The conduct that the agreement seeks to avoid should not be contrary to the public interest. In general, public policy promotes an employee`s ability to move from one job to another without restriction. Only a closely adapted agreement to protect the legitimate interest of businesses will be integrated into public order. Although many U.S. states have had non-competitive laws on their books for years, Massachusetts was just one of the most recent laws signed by Governor Baker. Instead, the courts used a precedent to determine whether a non-competition agreement should be applied. A few key words from previous judicial findings were enacted in the new law, since the language`s intention was to strike a balance between competing public policies: only a reasonable agreement is imposed by the Massachusetts courts. The adequacy is examined objectively and takes into account the circumstances of the parties and the public interest. Non-competition agreements must not exceed a reasonable period of time set by law beyond one (1) year after the end of the worker`s employment.
This is an exception in cases where a worker violates a retention obligation, with a duration of two (2) years. The reform of the non-compete clause arrived in Massachusetts, with important legal and practical implications for all employers with Massachusetts workers. Employers have only six weeks to review and adopt a new approach to non-competitive agreements for their employees. The new law, which will come into force on 1 October 2018, comes after years of debate and radically changes the restrictive legal landscape of Confederation in the Commonwealth. The Act also sets standards for other traditional common law requirements for reasonable non-competition obligations, such as .B extent of restrictions and protected interests. Non-competition in Massachusetts is applicable in time, geographically and in terms of activity only if the time limit is one year or less after employment (unless the worker violates its loyalty obligation or steals the property of the employer, in which case the non-competition clause can take up to 2 years).

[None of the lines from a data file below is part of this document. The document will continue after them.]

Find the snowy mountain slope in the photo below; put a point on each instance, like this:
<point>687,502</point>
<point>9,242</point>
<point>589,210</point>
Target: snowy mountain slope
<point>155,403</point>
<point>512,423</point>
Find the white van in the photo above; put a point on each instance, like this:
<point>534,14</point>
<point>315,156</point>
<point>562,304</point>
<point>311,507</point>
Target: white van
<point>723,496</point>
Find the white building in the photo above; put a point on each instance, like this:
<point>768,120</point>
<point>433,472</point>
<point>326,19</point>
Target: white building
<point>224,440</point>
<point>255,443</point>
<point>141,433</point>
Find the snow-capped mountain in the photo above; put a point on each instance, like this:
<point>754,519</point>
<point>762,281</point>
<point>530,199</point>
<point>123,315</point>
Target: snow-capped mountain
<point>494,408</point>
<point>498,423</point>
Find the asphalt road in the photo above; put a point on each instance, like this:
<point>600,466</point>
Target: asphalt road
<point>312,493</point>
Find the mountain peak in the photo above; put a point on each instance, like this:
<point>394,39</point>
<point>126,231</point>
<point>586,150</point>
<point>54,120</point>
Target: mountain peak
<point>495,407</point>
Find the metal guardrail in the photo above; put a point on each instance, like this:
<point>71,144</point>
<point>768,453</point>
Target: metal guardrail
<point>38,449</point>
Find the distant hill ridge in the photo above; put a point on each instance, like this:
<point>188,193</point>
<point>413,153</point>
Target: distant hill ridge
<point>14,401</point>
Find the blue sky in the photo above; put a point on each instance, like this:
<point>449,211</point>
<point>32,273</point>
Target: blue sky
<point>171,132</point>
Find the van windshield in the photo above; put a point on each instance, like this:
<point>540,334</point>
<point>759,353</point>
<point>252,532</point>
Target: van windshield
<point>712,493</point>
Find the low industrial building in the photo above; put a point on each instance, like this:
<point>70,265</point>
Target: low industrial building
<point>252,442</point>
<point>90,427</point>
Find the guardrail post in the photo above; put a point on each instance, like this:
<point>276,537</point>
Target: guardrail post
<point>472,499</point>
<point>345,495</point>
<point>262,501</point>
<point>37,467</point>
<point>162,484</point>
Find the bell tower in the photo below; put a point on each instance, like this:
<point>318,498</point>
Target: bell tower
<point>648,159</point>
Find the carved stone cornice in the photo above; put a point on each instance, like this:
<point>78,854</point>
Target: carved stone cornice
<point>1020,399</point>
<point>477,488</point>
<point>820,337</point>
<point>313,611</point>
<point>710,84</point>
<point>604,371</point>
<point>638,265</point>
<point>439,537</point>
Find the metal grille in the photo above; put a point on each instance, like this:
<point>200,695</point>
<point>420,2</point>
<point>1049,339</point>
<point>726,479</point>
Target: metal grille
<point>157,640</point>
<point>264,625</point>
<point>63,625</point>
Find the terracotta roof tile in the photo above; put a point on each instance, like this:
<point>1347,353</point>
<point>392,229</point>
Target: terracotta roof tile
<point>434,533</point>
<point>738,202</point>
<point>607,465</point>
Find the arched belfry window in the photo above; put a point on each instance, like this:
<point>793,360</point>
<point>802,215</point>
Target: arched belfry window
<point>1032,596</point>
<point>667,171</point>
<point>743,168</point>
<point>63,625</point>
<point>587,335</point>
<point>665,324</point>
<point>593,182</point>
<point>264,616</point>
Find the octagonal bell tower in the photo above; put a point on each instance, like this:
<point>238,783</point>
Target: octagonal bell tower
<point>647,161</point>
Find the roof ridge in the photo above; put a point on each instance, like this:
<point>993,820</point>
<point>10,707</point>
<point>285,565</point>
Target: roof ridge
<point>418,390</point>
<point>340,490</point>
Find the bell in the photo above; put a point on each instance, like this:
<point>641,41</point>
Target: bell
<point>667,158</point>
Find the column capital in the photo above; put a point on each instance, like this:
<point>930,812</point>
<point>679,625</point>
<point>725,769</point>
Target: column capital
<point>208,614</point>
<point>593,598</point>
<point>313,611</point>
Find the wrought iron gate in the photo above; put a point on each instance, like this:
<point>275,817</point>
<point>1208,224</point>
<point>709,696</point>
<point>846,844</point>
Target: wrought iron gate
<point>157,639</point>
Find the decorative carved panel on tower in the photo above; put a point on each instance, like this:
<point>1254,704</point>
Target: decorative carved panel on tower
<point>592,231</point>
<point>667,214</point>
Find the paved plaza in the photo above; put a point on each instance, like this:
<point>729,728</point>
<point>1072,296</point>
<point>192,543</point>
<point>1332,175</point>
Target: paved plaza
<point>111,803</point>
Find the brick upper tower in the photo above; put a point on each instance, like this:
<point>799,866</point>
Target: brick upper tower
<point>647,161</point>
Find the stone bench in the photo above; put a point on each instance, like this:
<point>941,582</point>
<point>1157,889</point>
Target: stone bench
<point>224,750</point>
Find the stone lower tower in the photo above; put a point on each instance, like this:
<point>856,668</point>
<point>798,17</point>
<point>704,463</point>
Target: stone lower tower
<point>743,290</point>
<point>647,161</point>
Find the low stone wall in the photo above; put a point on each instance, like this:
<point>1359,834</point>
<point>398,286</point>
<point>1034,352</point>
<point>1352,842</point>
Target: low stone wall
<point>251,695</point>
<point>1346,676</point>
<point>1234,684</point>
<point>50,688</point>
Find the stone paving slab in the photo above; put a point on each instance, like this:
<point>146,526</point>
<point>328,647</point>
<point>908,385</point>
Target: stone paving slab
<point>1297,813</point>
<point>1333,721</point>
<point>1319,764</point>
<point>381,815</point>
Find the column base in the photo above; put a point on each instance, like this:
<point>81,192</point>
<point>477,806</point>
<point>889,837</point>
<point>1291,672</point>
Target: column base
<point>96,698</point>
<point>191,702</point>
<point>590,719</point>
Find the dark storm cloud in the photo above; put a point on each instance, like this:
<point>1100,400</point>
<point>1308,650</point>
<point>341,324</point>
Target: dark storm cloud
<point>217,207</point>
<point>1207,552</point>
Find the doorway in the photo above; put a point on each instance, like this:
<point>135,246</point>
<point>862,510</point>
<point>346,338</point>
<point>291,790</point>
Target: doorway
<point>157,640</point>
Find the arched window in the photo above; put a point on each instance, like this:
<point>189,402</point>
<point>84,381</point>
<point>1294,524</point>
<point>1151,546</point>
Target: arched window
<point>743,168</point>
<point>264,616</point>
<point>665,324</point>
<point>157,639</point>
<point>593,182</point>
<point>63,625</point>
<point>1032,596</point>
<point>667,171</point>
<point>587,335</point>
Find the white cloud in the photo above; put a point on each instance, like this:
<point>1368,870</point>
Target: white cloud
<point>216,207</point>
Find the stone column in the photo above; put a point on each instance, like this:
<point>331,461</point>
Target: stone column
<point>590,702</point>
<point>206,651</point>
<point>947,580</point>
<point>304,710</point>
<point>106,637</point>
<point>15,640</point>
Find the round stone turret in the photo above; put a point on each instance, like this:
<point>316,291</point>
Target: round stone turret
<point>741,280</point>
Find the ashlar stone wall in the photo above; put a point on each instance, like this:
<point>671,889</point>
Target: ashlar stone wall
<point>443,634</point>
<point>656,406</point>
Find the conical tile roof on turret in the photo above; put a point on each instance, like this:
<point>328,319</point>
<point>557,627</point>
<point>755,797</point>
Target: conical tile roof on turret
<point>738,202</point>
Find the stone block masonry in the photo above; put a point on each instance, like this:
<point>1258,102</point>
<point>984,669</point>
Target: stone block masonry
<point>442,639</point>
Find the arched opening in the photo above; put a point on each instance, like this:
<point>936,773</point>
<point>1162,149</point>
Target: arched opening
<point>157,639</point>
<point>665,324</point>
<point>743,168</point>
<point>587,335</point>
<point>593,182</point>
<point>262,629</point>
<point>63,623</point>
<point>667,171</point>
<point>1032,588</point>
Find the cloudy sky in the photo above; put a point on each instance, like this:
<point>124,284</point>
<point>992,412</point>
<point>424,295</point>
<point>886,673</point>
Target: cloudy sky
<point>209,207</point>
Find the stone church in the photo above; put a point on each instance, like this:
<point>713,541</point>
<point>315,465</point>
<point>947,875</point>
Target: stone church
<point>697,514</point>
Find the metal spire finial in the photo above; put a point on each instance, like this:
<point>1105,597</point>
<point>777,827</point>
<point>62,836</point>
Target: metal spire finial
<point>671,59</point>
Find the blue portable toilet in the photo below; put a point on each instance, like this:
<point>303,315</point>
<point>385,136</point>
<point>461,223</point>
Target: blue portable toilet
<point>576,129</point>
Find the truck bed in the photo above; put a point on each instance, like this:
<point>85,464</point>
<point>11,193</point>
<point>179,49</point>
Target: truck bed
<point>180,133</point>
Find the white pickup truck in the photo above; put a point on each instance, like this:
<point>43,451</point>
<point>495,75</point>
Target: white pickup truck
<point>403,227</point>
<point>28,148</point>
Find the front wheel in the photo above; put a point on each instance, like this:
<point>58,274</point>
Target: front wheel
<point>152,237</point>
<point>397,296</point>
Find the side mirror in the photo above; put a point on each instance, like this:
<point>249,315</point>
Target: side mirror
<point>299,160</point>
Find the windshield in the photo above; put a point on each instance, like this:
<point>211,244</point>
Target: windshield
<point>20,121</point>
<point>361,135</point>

In addition, a non-competition clause is considered appropriate when it is limited (i) to geographic areas in which the worker has been exempt from services or has had a significant presence or influence in the last two years of employment, and (ii) is limited to the specific types of services provided by the worker during the last two years of employment. The law also recognizes three legitimate business interests, at least one of which must protect non-competition prohibitions to be applicable: trade secrets, confidential information and employer goodie.
For public policy reasons, Massachusetts passed a law prohibiting the application of non-compete measures to certain professions: under Massachusetts law, a non-compete clause does not apply to a low-wage employee. The law provides that workers considered “tax-free” by the FLSA may not be required to sign a non-compete agreement. Non-competition agreements are subject to very specific legal requirements. If your company intends to use a non-compete clause in contracts or enforce an agreement, or if you are an employee who is the subject of legal action, you should contact an experienced Massachusetts lawyer for help.